Ms. Bergman’s Qui Tam Complaints alleged that Abbott increased sales of Tricor by directly and indirectly providing remuneration to prescribing physicians in order to incentivize the physicians for prescribing Tricor. This remuneration included, but was not limited to, gift baskets and certificates and other items of value.
The Legal Team
The settlement announced today by the government was achieved through the significant efforts of Ms. Bergman’s whistleblower legal team, including: Marc S. Raspanti, Michael A. Morse, and Pamela Coyle Brecht from Pietragallo Gordon Alfano Bosick and Raspanti, LLP; Robert N. Nicholson and Parker Eastin from Nicholson Eastin, LLP; and John J. Uustal and Cristina M. Pierson from Kelley/Uustal.

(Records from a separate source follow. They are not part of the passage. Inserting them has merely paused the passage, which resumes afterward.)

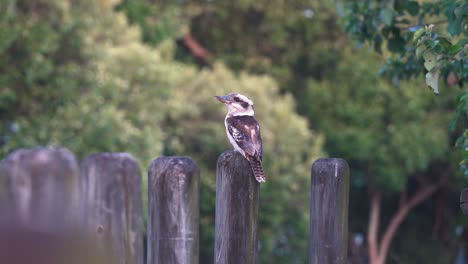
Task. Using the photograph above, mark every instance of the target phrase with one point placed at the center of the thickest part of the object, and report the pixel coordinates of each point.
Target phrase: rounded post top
(181, 164)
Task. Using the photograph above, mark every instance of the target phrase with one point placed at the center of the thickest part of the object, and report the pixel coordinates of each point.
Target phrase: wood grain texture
(237, 194)
(173, 211)
(111, 194)
(464, 201)
(329, 212)
(39, 190)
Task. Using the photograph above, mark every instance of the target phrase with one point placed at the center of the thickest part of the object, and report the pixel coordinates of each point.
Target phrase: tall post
(464, 201)
(236, 210)
(40, 210)
(111, 192)
(39, 190)
(329, 212)
(173, 211)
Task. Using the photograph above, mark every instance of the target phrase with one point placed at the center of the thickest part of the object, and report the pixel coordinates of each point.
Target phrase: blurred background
(328, 79)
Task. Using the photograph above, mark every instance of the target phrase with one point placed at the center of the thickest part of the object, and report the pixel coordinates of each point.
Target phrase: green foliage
(375, 126)
(117, 94)
(423, 37)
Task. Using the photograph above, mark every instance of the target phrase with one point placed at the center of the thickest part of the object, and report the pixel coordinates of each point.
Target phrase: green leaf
(386, 16)
(430, 60)
(413, 8)
(432, 80)
(454, 49)
(418, 34)
(420, 50)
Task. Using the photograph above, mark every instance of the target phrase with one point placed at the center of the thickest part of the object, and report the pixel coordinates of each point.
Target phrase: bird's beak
(224, 99)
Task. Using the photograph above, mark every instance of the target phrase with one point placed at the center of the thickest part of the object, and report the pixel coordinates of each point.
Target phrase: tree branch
(197, 50)
(438, 22)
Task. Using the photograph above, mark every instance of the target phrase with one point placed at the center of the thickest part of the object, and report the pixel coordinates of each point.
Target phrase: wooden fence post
(111, 192)
(173, 211)
(236, 210)
(329, 212)
(39, 190)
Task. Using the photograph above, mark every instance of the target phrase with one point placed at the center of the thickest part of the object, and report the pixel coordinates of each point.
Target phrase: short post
(39, 190)
(329, 212)
(173, 211)
(236, 210)
(111, 192)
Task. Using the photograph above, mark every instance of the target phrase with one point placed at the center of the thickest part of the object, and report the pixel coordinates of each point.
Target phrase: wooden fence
(47, 198)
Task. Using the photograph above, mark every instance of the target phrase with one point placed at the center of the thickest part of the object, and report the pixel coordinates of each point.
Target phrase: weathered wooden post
(464, 201)
(39, 190)
(111, 193)
(329, 212)
(39, 210)
(236, 210)
(173, 211)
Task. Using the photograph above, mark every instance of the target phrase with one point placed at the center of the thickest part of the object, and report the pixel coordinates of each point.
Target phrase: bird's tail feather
(256, 166)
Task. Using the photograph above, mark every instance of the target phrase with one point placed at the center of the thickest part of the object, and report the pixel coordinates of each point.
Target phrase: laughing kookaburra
(243, 130)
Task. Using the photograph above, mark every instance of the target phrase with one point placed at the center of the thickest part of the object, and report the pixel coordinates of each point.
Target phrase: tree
(420, 37)
(390, 136)
(129, 96)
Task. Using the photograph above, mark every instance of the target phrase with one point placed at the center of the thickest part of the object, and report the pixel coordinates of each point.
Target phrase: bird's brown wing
(246, 132)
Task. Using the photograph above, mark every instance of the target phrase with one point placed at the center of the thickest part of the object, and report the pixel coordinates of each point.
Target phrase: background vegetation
(139, 76)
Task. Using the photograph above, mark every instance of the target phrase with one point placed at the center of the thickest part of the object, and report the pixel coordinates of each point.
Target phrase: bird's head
(237, 104)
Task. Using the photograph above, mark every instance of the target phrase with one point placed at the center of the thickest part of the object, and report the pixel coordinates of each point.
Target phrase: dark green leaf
(413, 8)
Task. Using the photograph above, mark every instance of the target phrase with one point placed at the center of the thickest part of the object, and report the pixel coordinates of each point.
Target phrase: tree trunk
(378, 250)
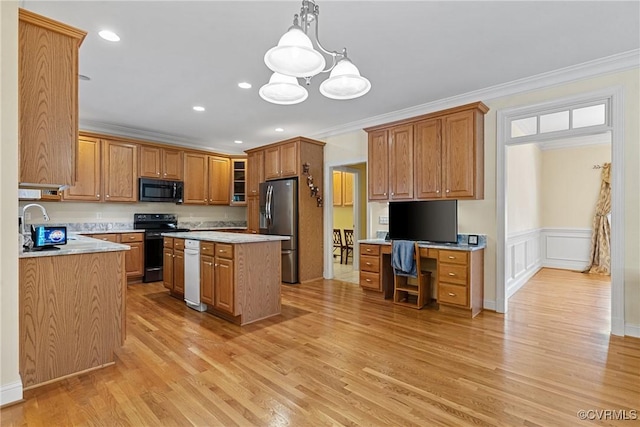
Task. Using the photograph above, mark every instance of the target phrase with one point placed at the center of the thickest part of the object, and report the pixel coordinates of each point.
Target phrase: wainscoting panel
(523, 258)
(566, 248)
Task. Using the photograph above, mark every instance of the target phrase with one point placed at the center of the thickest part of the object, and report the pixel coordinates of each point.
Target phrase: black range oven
(154, 225)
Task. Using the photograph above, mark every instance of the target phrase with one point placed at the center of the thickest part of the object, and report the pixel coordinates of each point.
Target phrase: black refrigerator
(279, 215)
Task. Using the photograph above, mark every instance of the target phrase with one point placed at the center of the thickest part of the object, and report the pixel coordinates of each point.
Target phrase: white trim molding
(523, 259)
(10, 393)
(566, 248)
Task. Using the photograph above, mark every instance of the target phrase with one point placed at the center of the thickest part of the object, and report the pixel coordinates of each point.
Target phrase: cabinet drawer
(453, 257)
(453, 294)
(107, 237)
(224, 251)
(370, 280)
(370, 263)
(131, 237)
(452, 273)
(370, 249)
(207, 248)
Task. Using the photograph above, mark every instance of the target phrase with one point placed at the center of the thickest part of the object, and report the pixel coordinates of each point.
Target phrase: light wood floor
(336, 358)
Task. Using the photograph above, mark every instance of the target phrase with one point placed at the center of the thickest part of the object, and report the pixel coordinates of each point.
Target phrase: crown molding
(610, 64)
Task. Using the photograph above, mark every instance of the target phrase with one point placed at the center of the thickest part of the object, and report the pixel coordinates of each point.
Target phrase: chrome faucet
(24, 209)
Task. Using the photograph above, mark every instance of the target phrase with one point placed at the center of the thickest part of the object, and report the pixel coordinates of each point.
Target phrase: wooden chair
(348, 245)
(412, 295)
(337, 243)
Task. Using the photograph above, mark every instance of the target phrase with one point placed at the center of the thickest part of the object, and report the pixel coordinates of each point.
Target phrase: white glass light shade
(283, 90)
(345, 82)
(294, 55)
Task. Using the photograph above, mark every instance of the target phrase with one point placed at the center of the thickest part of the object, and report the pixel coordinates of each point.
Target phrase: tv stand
(457, 274)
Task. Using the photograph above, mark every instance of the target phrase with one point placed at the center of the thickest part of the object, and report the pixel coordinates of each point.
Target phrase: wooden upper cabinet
(161, 163)
(255, 172)
(281, 160)
(428, 159)
(337, 188)
(378, 163)
(439, 155)
(347, 188)
(219, 180)
(47, 99)
(89, 184)
(463, 156)
(195, 178)
(120, 171)
(401, 162)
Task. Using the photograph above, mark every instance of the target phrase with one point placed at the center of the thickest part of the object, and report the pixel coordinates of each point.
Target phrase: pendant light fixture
(295, 57)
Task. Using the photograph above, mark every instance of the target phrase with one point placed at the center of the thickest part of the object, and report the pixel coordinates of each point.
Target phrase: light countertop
(78, 244)
(222, 237)
(449, 246)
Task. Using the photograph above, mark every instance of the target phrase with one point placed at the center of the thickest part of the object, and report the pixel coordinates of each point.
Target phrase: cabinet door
(255, 172)
(253, 215)
(206, 279)
(171, 164)
(47, 99)
(195, 179)
(219, 184)
(134, 259)
(337, 188)
(458, 155)
(178, 271)
(223, 293)
(272, 163)
(167, 268)
(378, 164)
(289, 159)
(150, 161)
(347, 189)
(120, 171)
(428, 159)
(87, 186)
(401, 162)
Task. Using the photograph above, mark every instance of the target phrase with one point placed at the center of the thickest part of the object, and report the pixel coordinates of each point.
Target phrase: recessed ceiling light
(109, 35)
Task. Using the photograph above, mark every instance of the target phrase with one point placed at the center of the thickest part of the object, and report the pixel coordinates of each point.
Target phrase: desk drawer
(452, 273)
(453, 294)
(206, 248)
(370, 263)
(453, 257)
(370, 280)
(224, 250)
(131, 237)
(370, 249)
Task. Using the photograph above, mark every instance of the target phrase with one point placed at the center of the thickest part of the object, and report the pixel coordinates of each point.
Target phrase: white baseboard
(566, 248)
(10, 393)
(632, 330)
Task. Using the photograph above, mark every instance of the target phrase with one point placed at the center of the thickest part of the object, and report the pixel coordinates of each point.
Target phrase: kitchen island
(72, 309)
(240, 274)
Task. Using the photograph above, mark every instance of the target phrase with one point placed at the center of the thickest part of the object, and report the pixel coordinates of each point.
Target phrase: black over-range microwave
(159, 190)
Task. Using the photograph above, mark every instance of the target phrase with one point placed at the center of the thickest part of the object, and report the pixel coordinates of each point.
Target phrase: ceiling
(174, 55)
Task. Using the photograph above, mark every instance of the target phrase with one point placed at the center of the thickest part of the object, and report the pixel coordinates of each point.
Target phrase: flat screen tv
(432, 221)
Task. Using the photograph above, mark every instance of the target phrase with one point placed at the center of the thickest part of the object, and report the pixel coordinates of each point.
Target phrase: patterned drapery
(600, 259)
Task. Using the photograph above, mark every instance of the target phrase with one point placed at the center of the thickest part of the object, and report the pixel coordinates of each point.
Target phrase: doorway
(534, 119)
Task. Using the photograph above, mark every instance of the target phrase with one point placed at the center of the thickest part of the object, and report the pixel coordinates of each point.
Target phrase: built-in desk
(457, 273)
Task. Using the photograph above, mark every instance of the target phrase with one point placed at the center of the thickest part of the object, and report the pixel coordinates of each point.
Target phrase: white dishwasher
(192, 275)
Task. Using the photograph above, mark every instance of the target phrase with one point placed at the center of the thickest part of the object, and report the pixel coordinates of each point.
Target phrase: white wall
(10, 384)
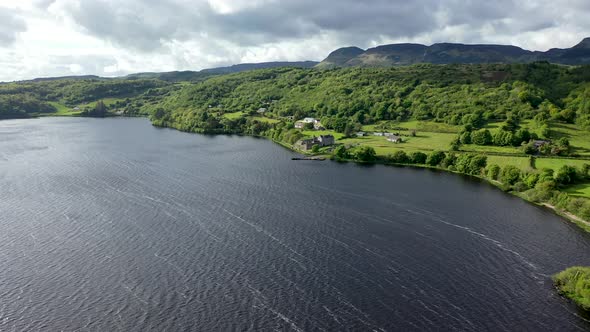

Ms. Bergman and her legal team would like to express their appreciation for the efforts by the team of federal and state government supervising lawyers, and, in particular the substantial efforts of Assistant United States Attorney Charlene Keller Fullmer, Deputy Chief of Affirmative Litigation for the United States Attorney’s Office for the Eastern District of Pennsylvania, who helped steer this matter to its successful conclusion.
In executing the settlement agreement in this case, Abbott expressly denied liability, wrongdoing, or that it engaged in any improper or illegal conduct. Moreover, Abbott denied all the allegations raised in Ms. Bergman’s complaints. The government did not file a complaint.
The lawsuit is styled as U.S. ex rel. Amy Bergman v. Abbott Laboratories, Civil Action Civil Action No. 2:09-cv-04264999 (CDJ), which has been pending in the United States District Court for the Eastern Pennsylvania before U.S. District Judge C. Darnell Jones.
A copy of Ms. Bergman’s Complaints, along with other pleadings publicly filed in the case, can be found at www.FalseClaimsAct.com or on the Department of Justice’s website.